Hierarchical Ag nanostructures on Sn-doped indium oxide nano-branches: super-hydrophobic surface for surface-enhanced Raman scattering

Kyungchan Min; Kyoung Soon Choi; Wook Jin Jeon; Dong Kyu Lee; Sein Oh; Jouhahn Lee; Jae-Young Choi; Hak Ki Yu

doi:10.1039/c8ra01510d

Hierarchical Ag nanostructures on Sn-doped indium oxide nano-branches: super-hydrophobic surface for surface-enhanced Raman scattering

RSC Adv. 2018 Apr 6;8(23):12927-12932. doi: 10.1039/c8ra01510d. eCollection 2018 Apr 3.

Authors

Kyungchan Min¹, Kyoung Soon Choi², Wook Jin Jeon¹, Dong Kyu Lee¹, Sein Oh¹, Jouhahn Lee², Jae-Young Choi³, Hak Ki Yu¹

Affiliations

¹ Dept. of Materials Science and Engineering & Dept. of Energy Systems Research, Ajou University Suwon 16499 Korea hakkiyu@ajou.ac.kr +82(0)31-219-1613 +82(0)31-219-1680.
² The Advanced Nano Surface Research Group, Korea Basic Science Institute Daejeon 34144 Korea.
³ School of Advanced Materials Science & Engineering, School of Advanced Institute of Nanotechnology (SAINT), Sungkyunkwan University Suwon 16419 Korea jy.choi@skku.edu.

Abstract

Herein, we fabricated a super-hydrophobic SERS substrate using Sn-doped indium oxide (Indium-tin-oxide: ITO) nano-branches as a template.
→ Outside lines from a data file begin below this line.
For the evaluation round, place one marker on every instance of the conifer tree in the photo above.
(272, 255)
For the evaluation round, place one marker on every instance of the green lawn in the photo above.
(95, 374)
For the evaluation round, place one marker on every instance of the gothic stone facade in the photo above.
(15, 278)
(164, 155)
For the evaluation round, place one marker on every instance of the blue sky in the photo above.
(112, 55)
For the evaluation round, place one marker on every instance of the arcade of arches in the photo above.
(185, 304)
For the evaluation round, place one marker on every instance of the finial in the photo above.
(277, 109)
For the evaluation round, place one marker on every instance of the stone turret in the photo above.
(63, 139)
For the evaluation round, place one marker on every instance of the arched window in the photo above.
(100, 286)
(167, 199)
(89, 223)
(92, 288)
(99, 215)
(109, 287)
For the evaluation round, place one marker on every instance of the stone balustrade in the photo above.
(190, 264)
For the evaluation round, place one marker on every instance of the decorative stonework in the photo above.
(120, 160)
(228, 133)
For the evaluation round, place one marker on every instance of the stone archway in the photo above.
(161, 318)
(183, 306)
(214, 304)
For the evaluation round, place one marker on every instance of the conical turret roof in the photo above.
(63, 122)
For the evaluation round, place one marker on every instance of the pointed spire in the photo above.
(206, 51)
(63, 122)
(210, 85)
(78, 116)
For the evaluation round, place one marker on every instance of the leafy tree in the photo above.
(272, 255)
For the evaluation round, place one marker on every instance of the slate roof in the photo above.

ITO nano-branches with tens of nanometer diameter are first fabricated through the vapor-liquid-solid (VLS) growth to provide roughness of the substrate. 10 nm thickness of Ag thin film was deposited and then treated with the post-annealing process to create numerous air-pockets in the Ag film, forming a hierarchical Ag nanostructures. The resulting substrate obtained Cassie's wetting property with a water contact angle of 151°. Compared to the normal hydrophobic Ag nanoparticle substrate, increase of about 4.25-fold higher SERS signal was obtained for 7 μL of rhodamine 6G aqueous solutions.